30 hektar Wald, ist das gut? fragt er, die D.-Schwestern lächeln ein wenig einfältig, aber die Frage hat er an dich gerichtet, und du sagst, ja, es ist gut, das ist etwas, das einem keiner nehmen kann und das immer bleiben wird, und du glaubst auch daran, denn wer sollte es nicht glauben, wenn der Wald auf der Hügelkuppe im letzten Licht funkelt wie eine dünne Brilliantkette. Du gefällst ihm, sagt er, du bist wie dein Grossvater, du wirst einmal ein feiner Mann. Und er schaut seine Nichten auf eine Art an, die dir nicht wirklich gefällt, und einen Moment wünscht du dich zurück nach Berlin, in die kalte Winternacht und den Moment, als jemand drei Nougatrollen aufeinander stapelt und dieses fragile Gleichgewicht mit grosser Könnerschaft nach Hause trägt, um dieselben dann im Bett zu essen, denn alles Gold dieser warmen, unfassbar schönen Welt, in der alles stimmt und jeder seine Geschichte und seinen Platz hat und auch noch in Jahrzehnten haben wird, wenn dann die alt gewordenen Enkel erzählen werden, wie man hier Ehen einfädelt und Dynastien verknüpft, all der Reichtum und die Offenheit der Menschen ist erkauft durch Unabänderliches, und der kleine, zaudernde Moment, bevor Viola sich überwand, den Kuchen zu undamenhaft mit der Hand zu nehmen, ist das Spiegelbild deines eigenen Zögerns, dich auf diese Welt einzulassen - so hübsch ihre spitze, arrogante Nase ist und so golden ihre Stimme klingt, wenn sie Rossini singt, so ist doch eine undurchdringliche Glasplatte zwischen euch, und dem Wald wird es egal sein, denn er denkt nicht in den kurzen Zeiten unseres Lebens, er kennt keine Begierden und Einsamkeit und auch keinen Besitzer, er ist einfach da und wird noch da sein, wenn wir und unsere Wägen und selbst unsere Häuser längst zerfallen sind.

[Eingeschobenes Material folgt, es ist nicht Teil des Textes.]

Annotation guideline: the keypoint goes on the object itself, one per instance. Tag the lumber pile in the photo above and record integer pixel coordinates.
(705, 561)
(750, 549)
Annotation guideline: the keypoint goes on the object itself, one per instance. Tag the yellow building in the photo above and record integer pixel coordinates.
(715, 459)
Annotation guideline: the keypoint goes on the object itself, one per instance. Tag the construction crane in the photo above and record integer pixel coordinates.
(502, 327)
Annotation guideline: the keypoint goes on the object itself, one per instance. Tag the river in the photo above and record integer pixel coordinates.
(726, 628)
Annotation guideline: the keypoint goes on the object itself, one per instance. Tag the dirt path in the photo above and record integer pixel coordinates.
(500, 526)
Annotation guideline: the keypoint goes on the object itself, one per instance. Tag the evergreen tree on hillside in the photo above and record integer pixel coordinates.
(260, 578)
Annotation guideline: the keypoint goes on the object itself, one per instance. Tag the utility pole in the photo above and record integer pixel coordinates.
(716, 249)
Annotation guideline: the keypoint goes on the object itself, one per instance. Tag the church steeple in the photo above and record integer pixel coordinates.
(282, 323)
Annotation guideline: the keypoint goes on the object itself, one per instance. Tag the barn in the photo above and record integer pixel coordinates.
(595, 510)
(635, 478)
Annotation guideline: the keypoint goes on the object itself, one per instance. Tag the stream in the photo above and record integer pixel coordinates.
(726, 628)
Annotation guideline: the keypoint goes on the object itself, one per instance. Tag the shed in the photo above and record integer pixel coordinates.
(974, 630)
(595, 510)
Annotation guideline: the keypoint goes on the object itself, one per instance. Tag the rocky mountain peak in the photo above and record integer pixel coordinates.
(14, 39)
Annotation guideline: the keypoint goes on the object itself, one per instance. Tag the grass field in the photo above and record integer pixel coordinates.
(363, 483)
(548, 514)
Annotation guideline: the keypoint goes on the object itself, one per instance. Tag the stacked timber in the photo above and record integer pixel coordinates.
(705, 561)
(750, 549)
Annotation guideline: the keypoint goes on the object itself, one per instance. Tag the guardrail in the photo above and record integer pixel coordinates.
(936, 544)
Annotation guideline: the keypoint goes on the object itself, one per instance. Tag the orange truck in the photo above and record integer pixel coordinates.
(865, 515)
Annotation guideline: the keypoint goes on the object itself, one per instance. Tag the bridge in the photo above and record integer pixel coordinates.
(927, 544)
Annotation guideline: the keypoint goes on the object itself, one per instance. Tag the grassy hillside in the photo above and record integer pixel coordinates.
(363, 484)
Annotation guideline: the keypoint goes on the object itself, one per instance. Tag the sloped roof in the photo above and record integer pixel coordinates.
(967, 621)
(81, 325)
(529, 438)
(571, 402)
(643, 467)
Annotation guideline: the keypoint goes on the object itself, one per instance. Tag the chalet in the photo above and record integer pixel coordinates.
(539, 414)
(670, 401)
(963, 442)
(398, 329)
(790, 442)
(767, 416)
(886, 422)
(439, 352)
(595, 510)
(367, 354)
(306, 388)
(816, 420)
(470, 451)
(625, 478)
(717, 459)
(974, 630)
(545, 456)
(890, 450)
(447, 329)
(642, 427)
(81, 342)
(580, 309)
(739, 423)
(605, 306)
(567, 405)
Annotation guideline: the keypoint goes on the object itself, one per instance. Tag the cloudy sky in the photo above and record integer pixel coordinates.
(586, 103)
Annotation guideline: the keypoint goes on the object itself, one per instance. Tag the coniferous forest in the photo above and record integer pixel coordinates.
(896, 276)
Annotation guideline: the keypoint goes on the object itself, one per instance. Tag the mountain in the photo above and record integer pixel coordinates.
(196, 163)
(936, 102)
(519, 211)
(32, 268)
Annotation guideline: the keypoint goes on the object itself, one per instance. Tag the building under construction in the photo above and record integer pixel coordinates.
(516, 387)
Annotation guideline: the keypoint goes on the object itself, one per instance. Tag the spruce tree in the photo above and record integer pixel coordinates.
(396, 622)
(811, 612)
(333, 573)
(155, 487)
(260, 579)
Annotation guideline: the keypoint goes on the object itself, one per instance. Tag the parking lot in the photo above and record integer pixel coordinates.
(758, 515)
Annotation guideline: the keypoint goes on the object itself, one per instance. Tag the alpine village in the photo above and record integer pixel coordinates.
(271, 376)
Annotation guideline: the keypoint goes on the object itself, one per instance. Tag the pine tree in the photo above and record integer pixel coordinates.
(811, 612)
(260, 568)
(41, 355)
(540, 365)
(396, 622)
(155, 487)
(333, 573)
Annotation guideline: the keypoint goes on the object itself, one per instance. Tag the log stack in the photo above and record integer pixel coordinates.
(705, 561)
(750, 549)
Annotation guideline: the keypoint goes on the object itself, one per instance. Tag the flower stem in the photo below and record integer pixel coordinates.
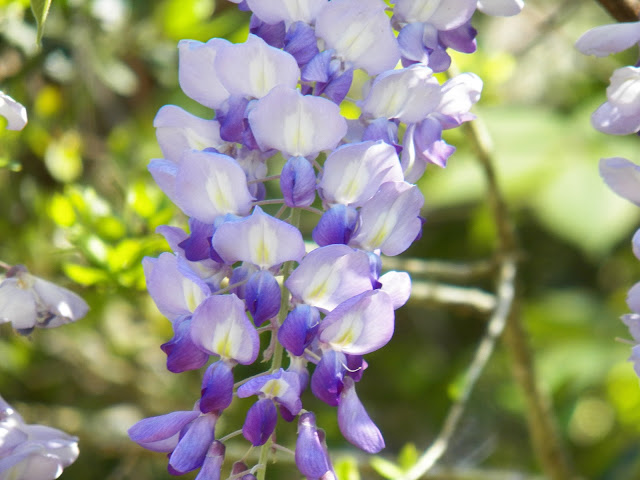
(276, 359)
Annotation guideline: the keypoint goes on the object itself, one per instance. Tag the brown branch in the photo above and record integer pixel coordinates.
(546, 441)
(622, 10)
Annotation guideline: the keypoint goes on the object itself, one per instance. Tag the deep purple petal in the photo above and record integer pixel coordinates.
(160, 433)
(194, 445)
(298, 182)
(217, 388)
(327, 378)
(262, 296)
(355, 424)
(311, 456)
(260, 423)
(299, 329)
(335, 226)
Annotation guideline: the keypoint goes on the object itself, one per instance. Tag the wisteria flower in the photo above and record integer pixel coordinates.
(32, 452)
(28, 302)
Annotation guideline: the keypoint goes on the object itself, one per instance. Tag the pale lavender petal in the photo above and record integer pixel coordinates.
(633, 298)
(398, 286)
(389, 221)
(329, 275)
(161, 433)
(443, 14)
(221, 327)
(59, 305)
(299, 329)
(17, 305)
(354, 422)
(178, 130)
(192, 448)
(13, 111)
(335, 226)
(622, 176)
(500, 8)
(259, 239)
(182, 353)
(209, 185)
(287, 11)
(197, 74)
(296, 125)
(353, 173)
(360, 325)
(298, 182)
(607, 39)
(458, 96)
(361, 34)
(175, 290)
(311, 456)
(300, 41)
(408, 94)
(253, 68)
(164, 173)
(261, 422)
(632, 320)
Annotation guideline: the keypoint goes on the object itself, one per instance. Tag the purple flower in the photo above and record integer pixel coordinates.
(13, 111)
(33, 452)
(29, 302)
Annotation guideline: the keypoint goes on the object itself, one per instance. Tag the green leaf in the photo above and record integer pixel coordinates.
(386, 468)
(40, 9)
(408, 456)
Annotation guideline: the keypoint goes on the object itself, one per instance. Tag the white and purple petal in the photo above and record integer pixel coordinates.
(360, 325)
(296, 125)
(329, 275)
(259, 239)
(354, 422)
(221, 327)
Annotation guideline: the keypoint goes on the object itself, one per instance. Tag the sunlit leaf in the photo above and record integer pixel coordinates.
(40, 9)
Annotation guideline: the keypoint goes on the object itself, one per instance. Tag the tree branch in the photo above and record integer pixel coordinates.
(622, 10)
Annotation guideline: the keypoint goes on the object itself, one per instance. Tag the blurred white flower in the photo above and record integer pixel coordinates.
(13, 111)
(28, 302)
(32, 452)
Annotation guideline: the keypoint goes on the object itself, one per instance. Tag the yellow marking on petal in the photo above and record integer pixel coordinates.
(274, 388)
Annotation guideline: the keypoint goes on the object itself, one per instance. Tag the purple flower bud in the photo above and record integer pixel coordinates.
(198, 245)
(312, 458)
(335, 226)
(161, 433)
(327, 378)
(359, 325)
(217, 388)
(262, 296)
(354, 423)
(299, 329)
(194, 444)
(221, 327)
(260, 423)
(298, 182)
(300, 41)
(272, 33)
(182, 353)
(212, 462)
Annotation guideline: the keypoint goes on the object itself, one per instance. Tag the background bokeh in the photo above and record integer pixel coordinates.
(78, 207)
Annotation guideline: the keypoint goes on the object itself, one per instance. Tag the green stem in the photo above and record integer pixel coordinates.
(278, 351)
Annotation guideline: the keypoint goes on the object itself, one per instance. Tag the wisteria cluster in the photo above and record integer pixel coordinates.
(620, 115)
(240, 272)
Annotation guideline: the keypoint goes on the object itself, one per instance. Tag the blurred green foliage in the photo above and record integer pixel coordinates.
(79, 208)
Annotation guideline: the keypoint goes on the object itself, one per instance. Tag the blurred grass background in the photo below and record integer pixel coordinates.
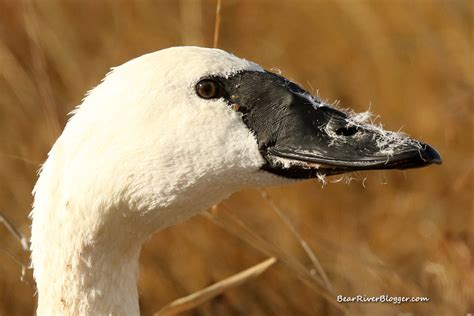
(403, 234)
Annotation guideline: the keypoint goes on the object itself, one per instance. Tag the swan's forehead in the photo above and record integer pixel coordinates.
(189, 64)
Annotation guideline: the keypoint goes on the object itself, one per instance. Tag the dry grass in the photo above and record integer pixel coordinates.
(404, 233)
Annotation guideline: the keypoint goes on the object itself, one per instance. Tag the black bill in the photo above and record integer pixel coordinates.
(301, 137)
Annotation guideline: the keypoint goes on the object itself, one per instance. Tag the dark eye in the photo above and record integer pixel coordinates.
(209, 89)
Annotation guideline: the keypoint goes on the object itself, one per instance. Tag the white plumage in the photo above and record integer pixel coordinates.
(141, 152)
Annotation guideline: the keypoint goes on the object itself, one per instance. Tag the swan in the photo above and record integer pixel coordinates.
(164, 137)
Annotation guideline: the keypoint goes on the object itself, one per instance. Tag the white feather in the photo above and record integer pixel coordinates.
(141, 152)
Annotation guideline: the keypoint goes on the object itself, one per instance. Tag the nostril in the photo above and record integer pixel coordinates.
(346, 131)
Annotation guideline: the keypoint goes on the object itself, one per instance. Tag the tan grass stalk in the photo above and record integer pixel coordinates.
(307, 249)
(197, 298)
(233, 225)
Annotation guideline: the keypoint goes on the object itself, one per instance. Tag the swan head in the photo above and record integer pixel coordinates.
(167, 135)
(187, 126)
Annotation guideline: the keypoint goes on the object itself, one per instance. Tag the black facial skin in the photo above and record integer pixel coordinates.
(314, 139)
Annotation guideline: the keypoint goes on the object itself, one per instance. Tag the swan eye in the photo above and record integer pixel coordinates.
(209, 89)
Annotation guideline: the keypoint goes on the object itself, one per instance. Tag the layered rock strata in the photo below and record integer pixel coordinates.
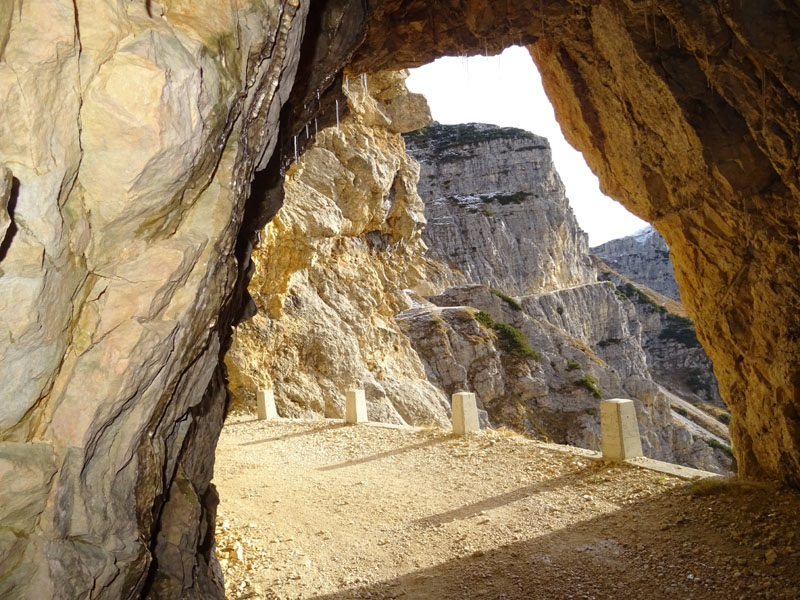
(335, 265)
(131, 126)
(518, 231)
(130, 135)
(553, 393)
(528, 241)
(687, 113)
(642, 257)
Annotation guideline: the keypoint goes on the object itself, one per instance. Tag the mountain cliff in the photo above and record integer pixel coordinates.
(348, 295)
(496, 208)
(642, 257)
(334, 266)
(588, 335)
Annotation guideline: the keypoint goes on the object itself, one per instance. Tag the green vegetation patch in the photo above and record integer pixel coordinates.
(608, 342)
(506, 298)
(589, 382)
(484, 319)
(507, 198)
(512, 340)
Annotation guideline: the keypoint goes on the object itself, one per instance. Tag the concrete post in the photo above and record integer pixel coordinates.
(266, 405)
(465, 413)
(619, 430)
(355, 408)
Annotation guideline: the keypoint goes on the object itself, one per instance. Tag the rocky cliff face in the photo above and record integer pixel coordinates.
(130, 135)
(133, 132)
(335, 265)
(686, 112)
(644, 258)
(552, 389)
(588, 335)
(496, 208)
(674, 355)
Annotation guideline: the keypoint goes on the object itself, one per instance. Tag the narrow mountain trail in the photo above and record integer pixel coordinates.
(321, 510)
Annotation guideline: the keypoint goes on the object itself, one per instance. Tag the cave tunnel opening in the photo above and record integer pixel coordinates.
(291, 518)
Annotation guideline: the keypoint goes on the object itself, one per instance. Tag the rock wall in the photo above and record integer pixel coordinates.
(674, 354)
(130, 135)
(644, 258)
(496, 208)
(334, 266)
(554, 393)
(687, 114)
(133, 132)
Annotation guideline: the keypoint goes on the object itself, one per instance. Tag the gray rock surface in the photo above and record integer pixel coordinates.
(642, 257)
(496, 208)
(474, 179)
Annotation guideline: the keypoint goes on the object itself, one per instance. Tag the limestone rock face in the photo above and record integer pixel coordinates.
(687, 112)
(130, 133)
(496, 208)
(335, 265)
(674, 355)
(642, 257)
(545, 396)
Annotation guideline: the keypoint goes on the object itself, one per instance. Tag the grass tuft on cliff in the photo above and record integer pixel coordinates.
(512, 340)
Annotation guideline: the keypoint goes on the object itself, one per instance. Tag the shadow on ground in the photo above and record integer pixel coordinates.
(715, 542)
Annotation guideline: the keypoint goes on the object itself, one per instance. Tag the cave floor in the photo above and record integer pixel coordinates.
(318, 509)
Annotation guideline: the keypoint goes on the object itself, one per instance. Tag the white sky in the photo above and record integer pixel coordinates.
(506, 90)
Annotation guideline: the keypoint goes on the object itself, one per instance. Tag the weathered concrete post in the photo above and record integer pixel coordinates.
(266, 405)
(619, 430)
(465, 413)
(355, 408)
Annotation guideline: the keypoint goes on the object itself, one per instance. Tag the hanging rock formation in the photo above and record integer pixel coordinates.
(504, 172)
(133, 132)
(642, 257)
(334, 266)
(130, 135)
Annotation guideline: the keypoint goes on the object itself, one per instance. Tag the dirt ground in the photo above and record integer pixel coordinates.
(321, 510)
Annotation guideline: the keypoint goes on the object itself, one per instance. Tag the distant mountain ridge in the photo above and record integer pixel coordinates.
(643, 257)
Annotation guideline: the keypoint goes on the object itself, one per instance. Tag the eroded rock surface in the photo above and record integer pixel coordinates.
(496, 208)
(132, 130)
(642, 257)
(688, 115)
(334, 267)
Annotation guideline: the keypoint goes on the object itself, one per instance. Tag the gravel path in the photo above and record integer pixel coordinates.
(317, 509)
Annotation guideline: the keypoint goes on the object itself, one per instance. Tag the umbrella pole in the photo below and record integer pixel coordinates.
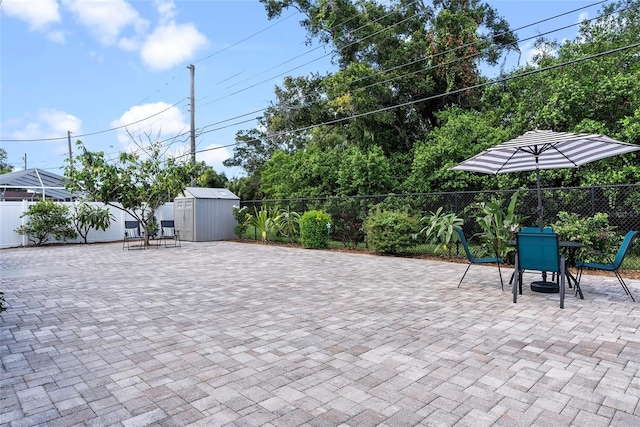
(540, 213)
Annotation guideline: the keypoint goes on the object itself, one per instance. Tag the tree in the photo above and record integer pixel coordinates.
(137, 184)
(4, 166)
(209, 178)
(86, 217)
(390, 55)
(47, 219)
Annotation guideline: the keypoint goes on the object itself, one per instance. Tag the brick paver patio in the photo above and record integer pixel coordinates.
(223, 333)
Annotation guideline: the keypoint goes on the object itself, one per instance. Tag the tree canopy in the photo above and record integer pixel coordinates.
(409, 99)
(138, 183)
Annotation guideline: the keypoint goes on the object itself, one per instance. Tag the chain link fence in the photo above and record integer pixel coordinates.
(620, 202)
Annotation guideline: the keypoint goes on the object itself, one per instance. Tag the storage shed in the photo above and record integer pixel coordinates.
(205, 214)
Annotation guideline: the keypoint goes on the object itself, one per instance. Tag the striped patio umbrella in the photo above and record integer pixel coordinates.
(545, 149)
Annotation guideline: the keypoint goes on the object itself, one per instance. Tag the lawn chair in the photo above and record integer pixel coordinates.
(614, 265)
(132, 233)
(538, 252)
(474, 260)
(168, 232)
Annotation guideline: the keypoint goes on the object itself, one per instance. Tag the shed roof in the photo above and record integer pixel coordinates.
(37, 180)
(209, 193)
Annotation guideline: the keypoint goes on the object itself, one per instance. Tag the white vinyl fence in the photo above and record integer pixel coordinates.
(10, 220)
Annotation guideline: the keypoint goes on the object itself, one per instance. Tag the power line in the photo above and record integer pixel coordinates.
(439, 54)
(429, 98)
(407, 63)
(97, 132)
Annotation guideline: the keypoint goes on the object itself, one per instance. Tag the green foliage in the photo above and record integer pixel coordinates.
(264, 220)
(363, 173)
(47, 220)
(241, 215)
(348, 216)
(314, 229)
(440, 228)
(498, 226)
(288, 223)
(209, 178)
(595, 232)
(86, 217)
(137, 184)
(390, 232)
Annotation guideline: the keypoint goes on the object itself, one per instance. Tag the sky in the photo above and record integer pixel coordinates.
(106, 70)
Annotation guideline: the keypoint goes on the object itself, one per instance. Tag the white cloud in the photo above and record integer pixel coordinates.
(39, 14)
(166, 10)
(583, 16)
(213, 155)
(47, 124)
(56, 36)
(172, 44)
(158, 120)
(107, 19)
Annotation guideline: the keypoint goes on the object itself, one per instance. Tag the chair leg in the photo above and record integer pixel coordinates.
(516, 277)
(624, 285)
(562, 278)
(465, 273)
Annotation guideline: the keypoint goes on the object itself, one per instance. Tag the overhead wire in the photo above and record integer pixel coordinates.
(449, 93)
(434, 56)
(202, 131)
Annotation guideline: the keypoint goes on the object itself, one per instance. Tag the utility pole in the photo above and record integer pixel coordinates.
(193, 114)
(69, 138)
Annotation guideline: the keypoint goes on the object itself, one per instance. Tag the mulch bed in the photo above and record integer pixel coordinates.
(627, 274)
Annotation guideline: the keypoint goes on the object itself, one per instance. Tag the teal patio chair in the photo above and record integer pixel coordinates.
(538, 252)
(132, 233)
(471, 257)
(168, 232)
(614, 265)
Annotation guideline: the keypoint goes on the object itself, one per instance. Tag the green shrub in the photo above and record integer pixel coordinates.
(264, 220)
(595, 233)
(46, 220)
(86, 217)
(440, 228)
(348, 216)
(390, 232)
(314, 229)
(241, 214)
(288, 223)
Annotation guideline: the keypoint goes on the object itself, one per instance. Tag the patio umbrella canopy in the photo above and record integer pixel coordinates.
(544, 149)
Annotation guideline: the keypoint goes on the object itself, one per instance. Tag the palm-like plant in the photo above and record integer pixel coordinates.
(263, 221)
(440, 227)
(498, 226)
(288, 223)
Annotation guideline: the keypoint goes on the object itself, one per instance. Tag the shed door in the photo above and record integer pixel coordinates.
(184, 219)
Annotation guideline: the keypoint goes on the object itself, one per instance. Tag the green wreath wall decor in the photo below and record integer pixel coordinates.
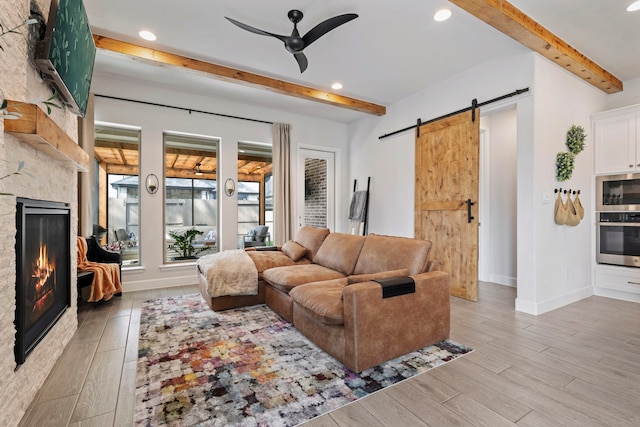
(575, 139)
(564, 166)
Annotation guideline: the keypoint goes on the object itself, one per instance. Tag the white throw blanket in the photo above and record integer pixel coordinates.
(229, 272)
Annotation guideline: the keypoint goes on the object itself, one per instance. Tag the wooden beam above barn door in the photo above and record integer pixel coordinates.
(505, 17)
(233, 75)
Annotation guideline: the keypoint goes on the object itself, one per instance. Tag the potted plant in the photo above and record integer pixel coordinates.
(183, 243)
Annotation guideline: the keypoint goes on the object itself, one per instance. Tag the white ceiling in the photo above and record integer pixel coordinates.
(393, 49)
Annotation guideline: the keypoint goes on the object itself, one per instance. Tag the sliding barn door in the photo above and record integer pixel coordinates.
(446, 197)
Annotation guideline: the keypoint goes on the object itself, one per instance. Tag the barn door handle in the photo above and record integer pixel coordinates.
(469, 216)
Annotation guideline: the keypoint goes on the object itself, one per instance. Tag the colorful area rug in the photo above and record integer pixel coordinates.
(248, 367)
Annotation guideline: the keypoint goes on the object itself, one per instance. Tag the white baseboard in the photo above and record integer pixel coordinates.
(532, 307)
(170, 282)
(503, 280)
(610, 293)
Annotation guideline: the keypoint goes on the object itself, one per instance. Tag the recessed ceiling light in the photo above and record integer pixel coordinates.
(442, 15)
(147, 35)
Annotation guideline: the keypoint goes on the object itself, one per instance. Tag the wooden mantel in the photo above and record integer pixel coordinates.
(37, 129)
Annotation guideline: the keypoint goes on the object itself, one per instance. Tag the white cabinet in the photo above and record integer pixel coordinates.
(617, 142)
(620, 279)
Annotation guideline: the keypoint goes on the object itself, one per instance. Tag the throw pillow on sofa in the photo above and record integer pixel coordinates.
(294, 250)
(357, 278)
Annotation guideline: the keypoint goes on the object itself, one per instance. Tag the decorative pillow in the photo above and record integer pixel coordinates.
(373, 276)
(294, 250)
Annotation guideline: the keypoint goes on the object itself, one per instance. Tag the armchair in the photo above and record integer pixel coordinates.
(96, 254)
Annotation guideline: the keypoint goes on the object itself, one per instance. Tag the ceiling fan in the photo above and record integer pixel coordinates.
(296, 44)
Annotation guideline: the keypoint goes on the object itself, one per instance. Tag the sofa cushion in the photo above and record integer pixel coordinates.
(294, 250)
(265, 260)
(311, 238)
(340, 251)
(287, 278)
(357, 278)
(382, 253)
(322, 300)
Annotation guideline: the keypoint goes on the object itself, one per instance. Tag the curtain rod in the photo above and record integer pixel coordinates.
(474, 105)
(190, 110)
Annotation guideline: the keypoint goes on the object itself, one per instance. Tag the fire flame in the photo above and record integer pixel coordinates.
(43, 268)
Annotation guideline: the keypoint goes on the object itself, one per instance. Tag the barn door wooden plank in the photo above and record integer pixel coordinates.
(446, 197)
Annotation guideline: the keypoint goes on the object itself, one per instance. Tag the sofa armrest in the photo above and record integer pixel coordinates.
(378, 329)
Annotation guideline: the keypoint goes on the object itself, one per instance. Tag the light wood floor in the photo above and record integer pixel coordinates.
(576, 366)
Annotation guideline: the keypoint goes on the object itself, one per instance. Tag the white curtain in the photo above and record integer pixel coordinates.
(282, 193)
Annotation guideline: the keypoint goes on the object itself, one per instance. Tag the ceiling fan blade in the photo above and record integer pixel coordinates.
(255, 30)
(302, 61)
(325, 26)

Mittwoch, 14. Juni 2006, 14:07, von donalphons | |comment

 
Old Green Economy
Der Holzpreis ist in den letzten 12 Monaten um ca. 10 % gestiegen und wird weiter klettern. Holz ist eines der nächsten Dinge der "Rohstoff-Fonds".

Insofern sitzt der Mann bequem und sicher. Hoffentlich verscherbeln die Erben das nicht sofort.

Und wer hat heute schon eine Goldgrube, in der es sich Lustwandeln lässt ?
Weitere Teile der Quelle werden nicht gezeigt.